The calendar still says 2017, but for car brands, it’s already 2018. To market this year’s Camry, Toyota is veering away from making its car look like the sensible, though boring choice. Its “Sensations” campaign is meant to tap into what its audience is feeling.
Among the commercials designed for the campaign are some that explicitly encourage making the purchase of the care for “the wrong reasons.” Those present the Camry as an attractive choice that makes driving a sensuous experience – as if the car were a sexy sports car.
Some commercials do it with dialogue, but some do it just with views of the driver paired with music to match feeling. That the case with “Striking.” It’s one of the “eight broadcast spots were developed using multicultural insights aimed at a transcultural audience.”
As you can see from the video above, “Striking” presents a young woman in the role of the Bond girl, who zooms by in a car that flutters her hair as if she were in a convertible with the top down. Take a look at the video: It creates a convincingly exciting experience.
If you feel excited enough to tweet about it with a corresponding emoji, you may want to see this video designed specifically to resonate with that mood. As explained here, Toyota came up with 13 core story lines and 83 permutations of mood
Toyota’s personalized videos are based on the emoji targeting that Twitter launched last year. As Twitter explained, the advantage of doing so is that it gives marketers “a signal of a person’s mood or mindset,” that they can build on.

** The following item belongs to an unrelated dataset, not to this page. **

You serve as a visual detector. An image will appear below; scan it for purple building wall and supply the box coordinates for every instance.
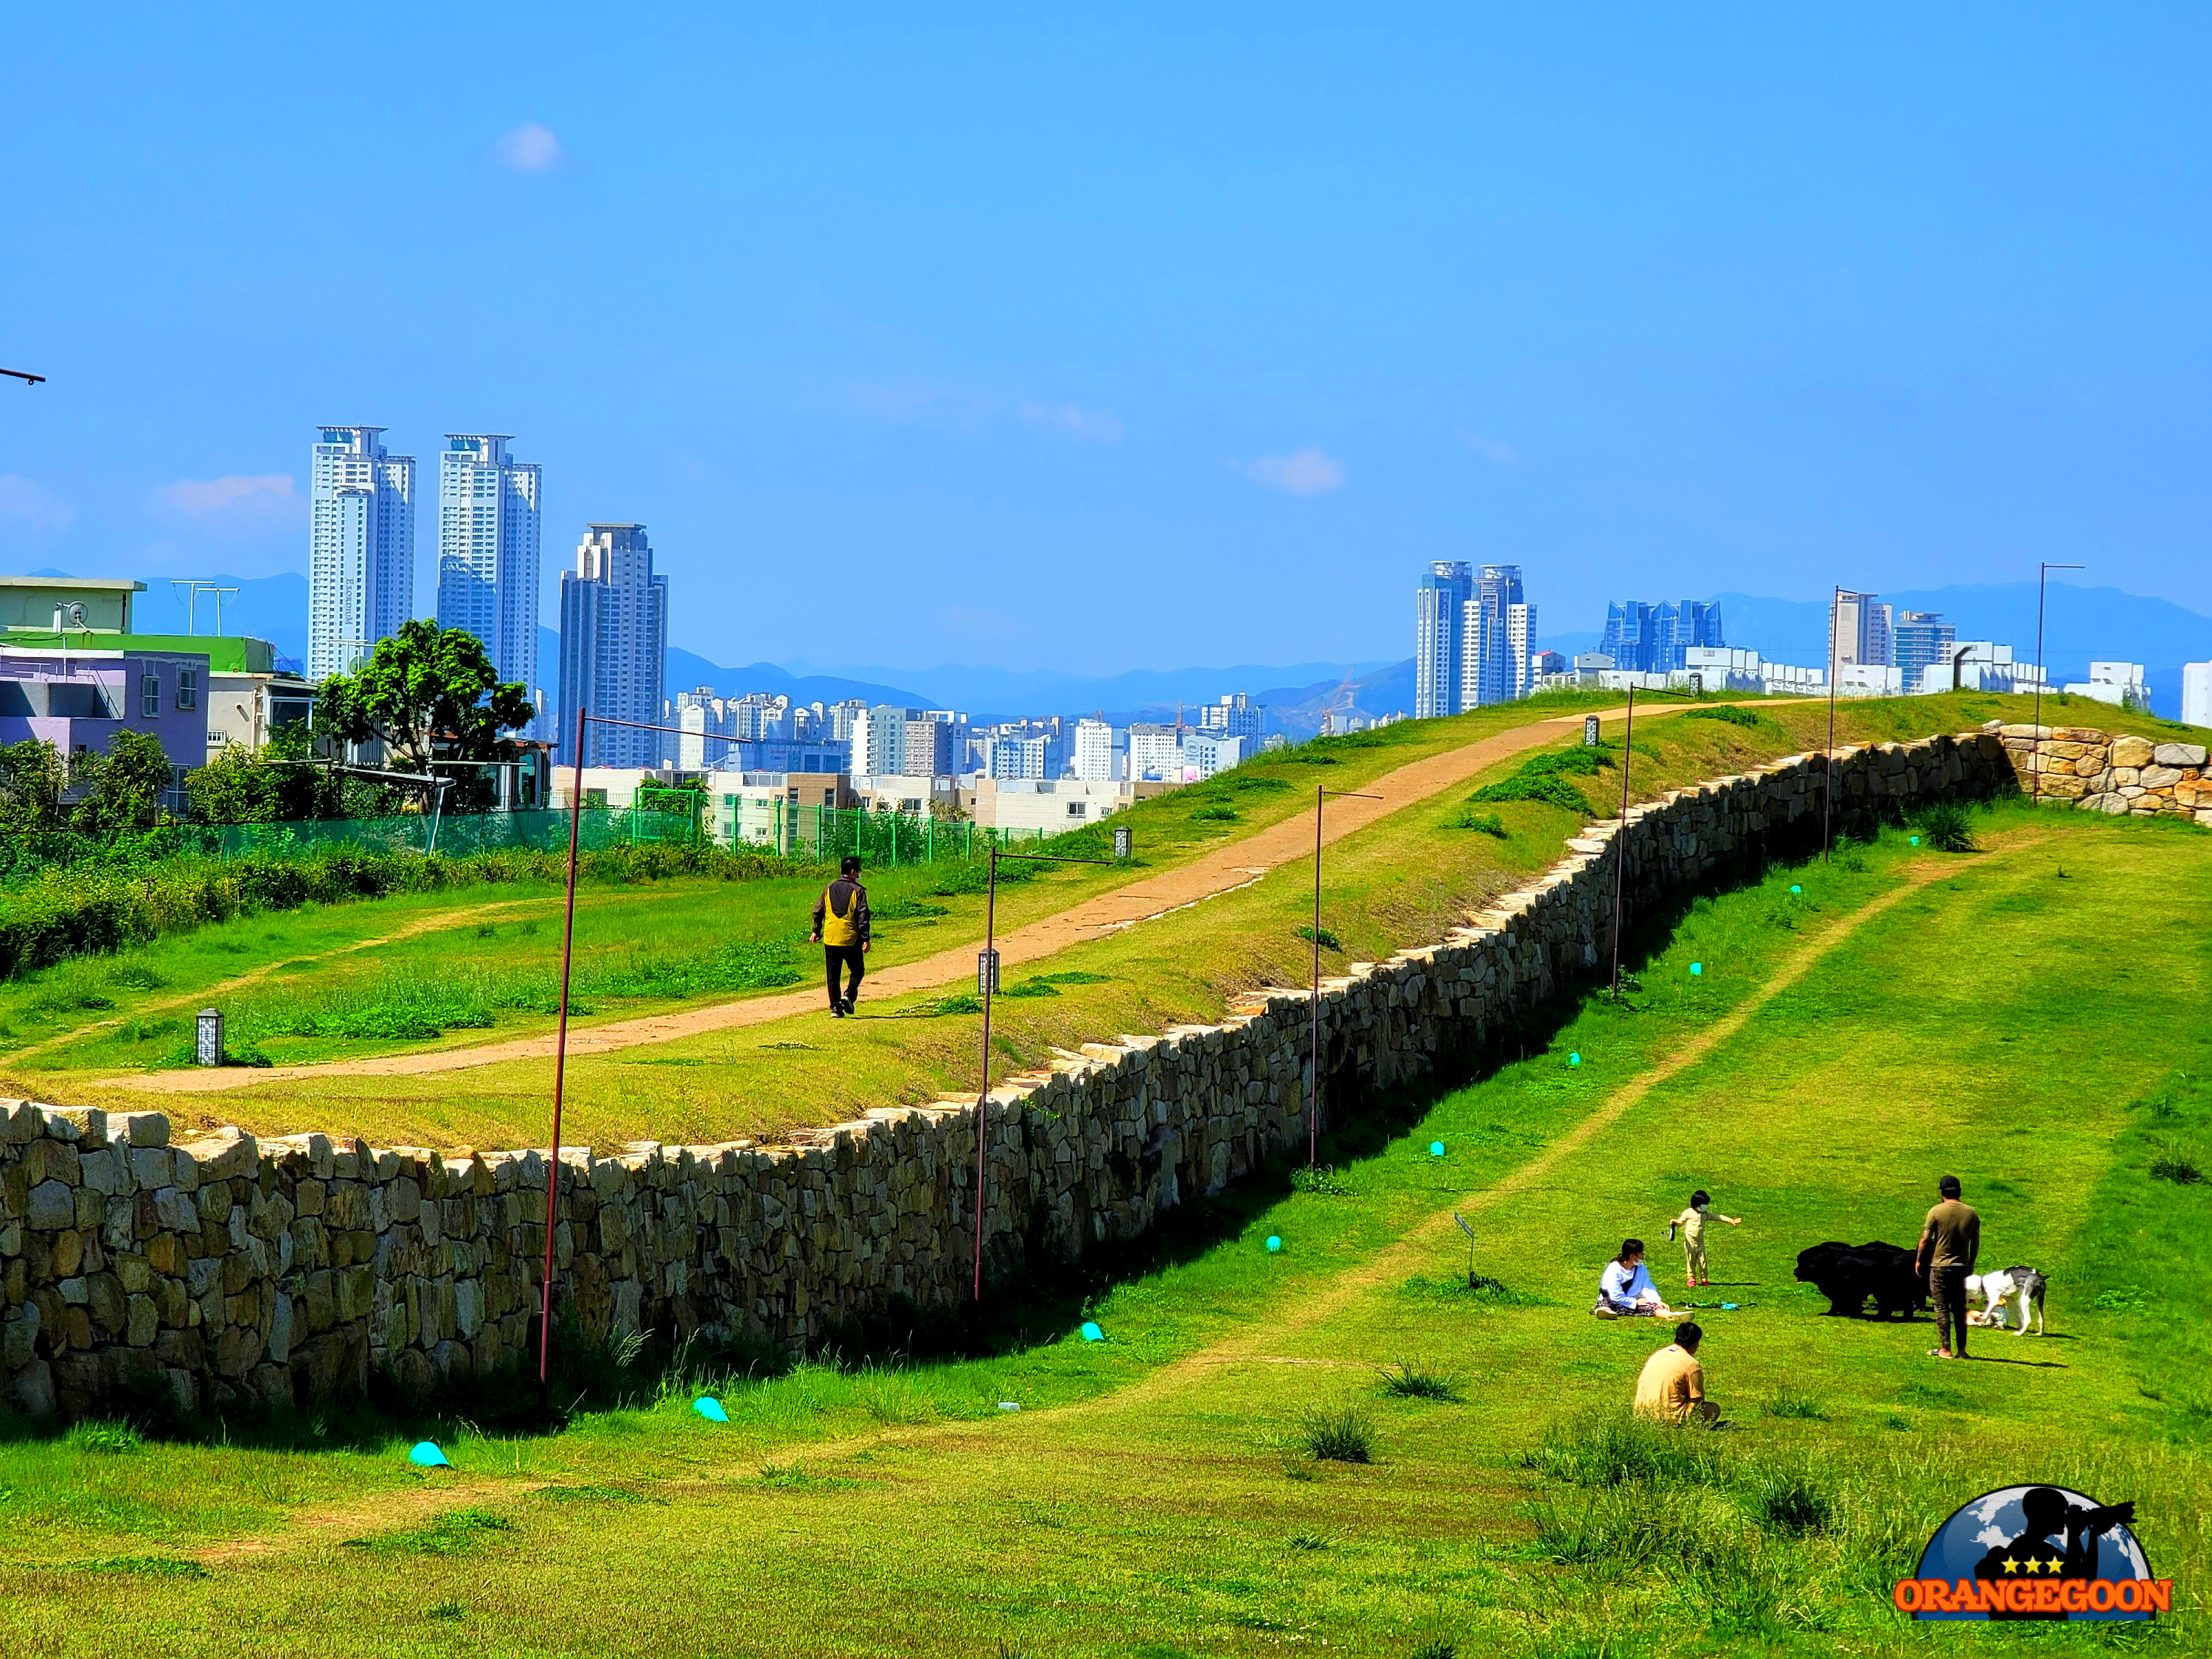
[0,648,212,778]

In Toyota’s case, they would seek to draw a connection with the feelings people have expressed online.
Accordingly, those who expressed feeling love could be shown this video, while those who express caution may be shown this one. In all these videos, the drivers have emojis that correspond to a set feeling in place of actual faces. Toyota claims that this “custom-built creative,” centering around Twitter, is a first for marketing an auto brand.
Toyota’s campaign intends to ramp up the personalization and engagement even further with an interactive component, according to Toyota’s description: “When opened, users will be prompted to tap bubbles titled ‘rebellious,’ ‘thrill,’ ‘serenity,’ among others, that take them into a series of interactive experiences with sound by a simple movement of the phone or finger on the screen.”
I haven’t been able to test that out, though it does sound intriguing. But the question is: Will it move more cars? That answer will only be apparent in a few more months.